Are you sure that this is not an A T & T issue?
Have you powered off/on the ISP device prior to connecting the the firewall with a static IP addr to the ISP device? If not, try this.
Have you contacted A T & T on this? Since you have moved, they may need to change their routing tables to reflect the new location of that static IP addr.
I have several T35 devices at locations with static IP addresses. Ask AT&T for the usable IPs in the range they gave to you, plus subnet mask or CIDR, and the gateway. That and the DNS of your choice (the ISP's, Google's, your choice) should be all you need.

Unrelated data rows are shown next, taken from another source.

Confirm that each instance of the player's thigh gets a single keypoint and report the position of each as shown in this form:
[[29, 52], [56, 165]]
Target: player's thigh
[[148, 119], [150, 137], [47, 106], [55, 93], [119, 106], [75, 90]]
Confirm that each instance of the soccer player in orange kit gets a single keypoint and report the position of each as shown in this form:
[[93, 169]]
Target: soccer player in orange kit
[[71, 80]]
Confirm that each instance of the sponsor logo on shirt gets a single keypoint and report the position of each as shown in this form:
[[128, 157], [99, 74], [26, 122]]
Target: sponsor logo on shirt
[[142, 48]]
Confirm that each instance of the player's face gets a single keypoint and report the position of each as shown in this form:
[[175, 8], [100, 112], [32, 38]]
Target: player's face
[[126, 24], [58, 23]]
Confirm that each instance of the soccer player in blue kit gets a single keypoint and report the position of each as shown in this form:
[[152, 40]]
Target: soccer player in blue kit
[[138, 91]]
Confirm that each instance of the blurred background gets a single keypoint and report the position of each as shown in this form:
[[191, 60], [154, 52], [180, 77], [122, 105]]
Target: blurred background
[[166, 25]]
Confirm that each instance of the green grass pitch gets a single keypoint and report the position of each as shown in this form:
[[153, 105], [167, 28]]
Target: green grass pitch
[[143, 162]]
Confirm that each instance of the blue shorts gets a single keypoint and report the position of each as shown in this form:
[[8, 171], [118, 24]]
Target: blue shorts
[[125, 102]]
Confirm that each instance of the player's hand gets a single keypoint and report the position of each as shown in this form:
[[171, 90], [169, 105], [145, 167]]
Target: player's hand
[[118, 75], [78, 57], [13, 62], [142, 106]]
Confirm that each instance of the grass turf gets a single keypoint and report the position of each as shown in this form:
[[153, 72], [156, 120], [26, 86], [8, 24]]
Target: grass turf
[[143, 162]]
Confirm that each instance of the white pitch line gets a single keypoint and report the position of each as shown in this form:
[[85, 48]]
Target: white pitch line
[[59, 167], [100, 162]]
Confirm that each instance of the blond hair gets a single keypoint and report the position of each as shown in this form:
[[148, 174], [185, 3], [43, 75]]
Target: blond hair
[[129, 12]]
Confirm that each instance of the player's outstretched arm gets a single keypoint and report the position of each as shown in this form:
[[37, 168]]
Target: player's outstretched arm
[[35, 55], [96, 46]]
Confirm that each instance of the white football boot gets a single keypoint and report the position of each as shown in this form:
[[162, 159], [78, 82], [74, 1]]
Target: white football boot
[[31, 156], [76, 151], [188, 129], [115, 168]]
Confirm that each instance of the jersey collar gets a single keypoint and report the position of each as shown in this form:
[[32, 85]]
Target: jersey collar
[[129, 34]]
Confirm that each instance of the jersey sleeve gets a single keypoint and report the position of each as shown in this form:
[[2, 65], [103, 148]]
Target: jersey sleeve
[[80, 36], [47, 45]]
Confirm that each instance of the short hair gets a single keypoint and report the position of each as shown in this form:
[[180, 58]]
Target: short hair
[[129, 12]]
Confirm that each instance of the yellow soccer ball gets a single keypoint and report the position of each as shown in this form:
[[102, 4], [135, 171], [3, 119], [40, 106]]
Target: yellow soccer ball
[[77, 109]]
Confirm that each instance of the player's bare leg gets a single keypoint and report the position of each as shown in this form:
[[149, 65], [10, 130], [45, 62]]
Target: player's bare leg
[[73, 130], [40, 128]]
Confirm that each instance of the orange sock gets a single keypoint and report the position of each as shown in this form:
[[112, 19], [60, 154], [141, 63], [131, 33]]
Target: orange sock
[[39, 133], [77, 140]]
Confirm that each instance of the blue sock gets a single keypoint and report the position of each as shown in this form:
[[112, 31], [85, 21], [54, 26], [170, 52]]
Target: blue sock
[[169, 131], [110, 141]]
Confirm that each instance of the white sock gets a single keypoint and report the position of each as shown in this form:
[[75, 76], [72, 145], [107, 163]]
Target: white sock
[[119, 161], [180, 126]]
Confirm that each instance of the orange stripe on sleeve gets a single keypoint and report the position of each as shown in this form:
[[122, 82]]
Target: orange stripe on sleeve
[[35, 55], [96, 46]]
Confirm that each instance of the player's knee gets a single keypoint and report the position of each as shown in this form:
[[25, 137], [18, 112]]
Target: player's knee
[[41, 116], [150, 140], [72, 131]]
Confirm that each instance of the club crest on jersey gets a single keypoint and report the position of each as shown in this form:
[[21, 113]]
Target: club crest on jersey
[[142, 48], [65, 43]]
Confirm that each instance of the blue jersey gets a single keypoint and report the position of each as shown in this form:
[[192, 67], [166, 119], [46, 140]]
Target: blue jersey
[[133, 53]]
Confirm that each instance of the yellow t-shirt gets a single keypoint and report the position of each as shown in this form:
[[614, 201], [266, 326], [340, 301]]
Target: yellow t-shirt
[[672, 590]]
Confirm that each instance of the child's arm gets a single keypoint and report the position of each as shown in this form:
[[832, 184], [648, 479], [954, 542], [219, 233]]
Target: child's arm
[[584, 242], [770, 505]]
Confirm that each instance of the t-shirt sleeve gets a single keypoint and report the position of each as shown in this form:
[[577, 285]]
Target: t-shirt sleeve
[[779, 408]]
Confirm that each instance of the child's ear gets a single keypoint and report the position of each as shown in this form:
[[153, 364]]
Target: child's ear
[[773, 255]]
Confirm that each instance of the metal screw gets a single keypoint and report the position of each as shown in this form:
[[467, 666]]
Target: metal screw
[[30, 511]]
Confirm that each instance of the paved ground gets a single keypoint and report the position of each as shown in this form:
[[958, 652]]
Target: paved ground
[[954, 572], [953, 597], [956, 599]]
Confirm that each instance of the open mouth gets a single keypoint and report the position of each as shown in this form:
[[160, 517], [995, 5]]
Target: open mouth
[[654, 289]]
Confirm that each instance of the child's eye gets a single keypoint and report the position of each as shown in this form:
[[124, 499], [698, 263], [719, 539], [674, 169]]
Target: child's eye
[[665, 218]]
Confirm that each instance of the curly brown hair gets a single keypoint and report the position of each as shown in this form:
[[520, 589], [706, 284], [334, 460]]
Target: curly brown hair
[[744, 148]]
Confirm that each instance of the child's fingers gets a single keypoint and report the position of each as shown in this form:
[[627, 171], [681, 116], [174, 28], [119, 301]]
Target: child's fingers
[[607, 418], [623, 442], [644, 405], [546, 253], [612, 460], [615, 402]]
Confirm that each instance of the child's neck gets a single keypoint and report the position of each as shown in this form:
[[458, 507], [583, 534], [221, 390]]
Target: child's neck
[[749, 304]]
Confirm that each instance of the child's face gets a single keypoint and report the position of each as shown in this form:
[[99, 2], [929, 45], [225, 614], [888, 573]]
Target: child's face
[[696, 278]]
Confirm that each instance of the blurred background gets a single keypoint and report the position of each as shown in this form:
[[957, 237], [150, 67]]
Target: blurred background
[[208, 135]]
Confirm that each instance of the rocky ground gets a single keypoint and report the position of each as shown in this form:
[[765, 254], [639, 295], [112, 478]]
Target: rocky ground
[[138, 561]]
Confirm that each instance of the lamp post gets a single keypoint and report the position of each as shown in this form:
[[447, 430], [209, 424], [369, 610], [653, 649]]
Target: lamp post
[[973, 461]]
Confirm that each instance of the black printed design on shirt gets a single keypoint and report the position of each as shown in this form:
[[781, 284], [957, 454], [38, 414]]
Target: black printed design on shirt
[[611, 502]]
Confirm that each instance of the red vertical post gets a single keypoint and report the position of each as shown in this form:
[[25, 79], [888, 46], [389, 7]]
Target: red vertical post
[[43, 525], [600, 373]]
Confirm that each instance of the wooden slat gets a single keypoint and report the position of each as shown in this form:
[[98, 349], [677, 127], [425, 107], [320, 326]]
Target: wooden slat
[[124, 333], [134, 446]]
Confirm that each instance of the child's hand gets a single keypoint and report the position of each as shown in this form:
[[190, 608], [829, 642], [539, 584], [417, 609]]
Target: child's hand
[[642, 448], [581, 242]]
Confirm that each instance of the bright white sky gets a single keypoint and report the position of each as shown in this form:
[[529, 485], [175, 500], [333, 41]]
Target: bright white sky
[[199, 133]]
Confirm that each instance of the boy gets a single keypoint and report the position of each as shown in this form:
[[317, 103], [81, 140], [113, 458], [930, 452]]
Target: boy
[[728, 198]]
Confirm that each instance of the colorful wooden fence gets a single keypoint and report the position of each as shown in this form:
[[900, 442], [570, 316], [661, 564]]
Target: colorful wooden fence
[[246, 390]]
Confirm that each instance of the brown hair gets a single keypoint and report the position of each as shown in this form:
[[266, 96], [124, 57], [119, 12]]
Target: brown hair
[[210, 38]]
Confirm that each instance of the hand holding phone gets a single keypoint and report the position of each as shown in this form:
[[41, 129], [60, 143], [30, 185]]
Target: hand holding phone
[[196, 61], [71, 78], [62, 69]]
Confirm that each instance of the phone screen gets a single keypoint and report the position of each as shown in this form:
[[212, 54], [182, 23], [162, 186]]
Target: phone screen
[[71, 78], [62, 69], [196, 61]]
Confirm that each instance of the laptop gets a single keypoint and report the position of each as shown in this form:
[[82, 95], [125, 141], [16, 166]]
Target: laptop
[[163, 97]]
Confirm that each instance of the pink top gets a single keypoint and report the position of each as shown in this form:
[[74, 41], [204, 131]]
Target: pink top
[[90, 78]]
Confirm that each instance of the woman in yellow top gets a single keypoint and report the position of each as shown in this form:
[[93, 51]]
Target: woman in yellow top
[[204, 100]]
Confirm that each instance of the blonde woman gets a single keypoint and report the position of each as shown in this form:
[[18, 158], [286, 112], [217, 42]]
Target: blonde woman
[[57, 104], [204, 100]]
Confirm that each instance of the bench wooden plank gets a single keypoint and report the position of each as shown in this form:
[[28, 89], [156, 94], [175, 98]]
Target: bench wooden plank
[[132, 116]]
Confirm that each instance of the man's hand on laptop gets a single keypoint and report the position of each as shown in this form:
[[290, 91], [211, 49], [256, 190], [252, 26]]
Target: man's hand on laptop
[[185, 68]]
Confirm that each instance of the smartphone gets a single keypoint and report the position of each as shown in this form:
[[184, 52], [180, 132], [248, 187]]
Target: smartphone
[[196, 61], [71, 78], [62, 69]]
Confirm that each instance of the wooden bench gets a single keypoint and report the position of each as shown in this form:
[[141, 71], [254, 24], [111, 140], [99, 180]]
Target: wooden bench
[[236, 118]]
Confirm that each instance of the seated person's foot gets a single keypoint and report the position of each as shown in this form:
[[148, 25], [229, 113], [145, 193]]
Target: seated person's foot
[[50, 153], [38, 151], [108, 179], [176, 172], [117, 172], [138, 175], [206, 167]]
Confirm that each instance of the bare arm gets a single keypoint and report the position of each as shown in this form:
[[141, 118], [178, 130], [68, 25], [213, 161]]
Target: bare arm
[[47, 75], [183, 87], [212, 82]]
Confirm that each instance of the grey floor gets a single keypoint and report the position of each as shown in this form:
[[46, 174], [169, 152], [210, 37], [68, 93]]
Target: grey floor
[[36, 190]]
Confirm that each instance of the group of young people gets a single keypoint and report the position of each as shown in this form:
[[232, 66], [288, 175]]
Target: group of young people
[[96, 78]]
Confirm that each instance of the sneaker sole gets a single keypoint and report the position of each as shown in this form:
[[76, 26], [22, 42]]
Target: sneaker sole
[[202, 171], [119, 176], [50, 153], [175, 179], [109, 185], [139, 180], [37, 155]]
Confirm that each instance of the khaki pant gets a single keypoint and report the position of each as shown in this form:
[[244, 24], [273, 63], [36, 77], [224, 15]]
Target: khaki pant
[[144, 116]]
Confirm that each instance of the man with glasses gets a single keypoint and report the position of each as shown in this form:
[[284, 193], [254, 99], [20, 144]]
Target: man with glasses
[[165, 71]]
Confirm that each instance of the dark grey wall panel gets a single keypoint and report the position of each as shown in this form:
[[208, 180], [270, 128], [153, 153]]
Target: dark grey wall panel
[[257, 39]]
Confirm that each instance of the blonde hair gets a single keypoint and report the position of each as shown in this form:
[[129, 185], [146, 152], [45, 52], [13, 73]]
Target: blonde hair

Networking is a basic function of the Fireboxes, not tied to any subscription service.
Gregg Hill
Hmm, "Our T-35W will only work with DHCP with 2 ATT sites" makes me wonder what AT&T device you have. I have one site with AT&T & their static IP setup is bizarre, to say the least. It was a long time ago and I think it had something to do with "Public Subnets" in their device.
Gregg Hill
On some AT&T routers, there is a "passthrough mode" that may be what you need. You use passthrough mode to pass all inbound traffic to the Firebox.
Gregg Hill
Thanks I will check it out today. Just seems strange that this 35W was working fine until we moved it. I will check out the pass thru.
Do/did you have AT&T at your site where it worked? If so, look at that AT&T router's setup if it is a similar router. There is another term that escapes me right now for a firewall behind a firewall in AT&T devices.
Gregg Hill
OK, I just found some old notes. It is called "IP Passthrough" under the WAN settings, BUT this may not be what you need.
My notes say:
"I changed the AT&T router’s “IP Passthrough” setting of its WAN IP, 108.x.x.x, to go to the MAC address of the WatchGuard firewall’s WAN port."
Then I have in my notes, "The only reason I did it that way vs. using one of the 104.x.x.x addresses AT&T assigned was because you have remote devices pointing to that IP instead of using a DNS name for remote access. DNS is better!"
That client had five static IPs on the 104.x.x.x subnet, but we had to use the WAN IP in particular because they had external devices pointed to it by IP vs. by DNS.
I knew there was something funky I had to do, and now I know why, so it may be unrelated to your issue.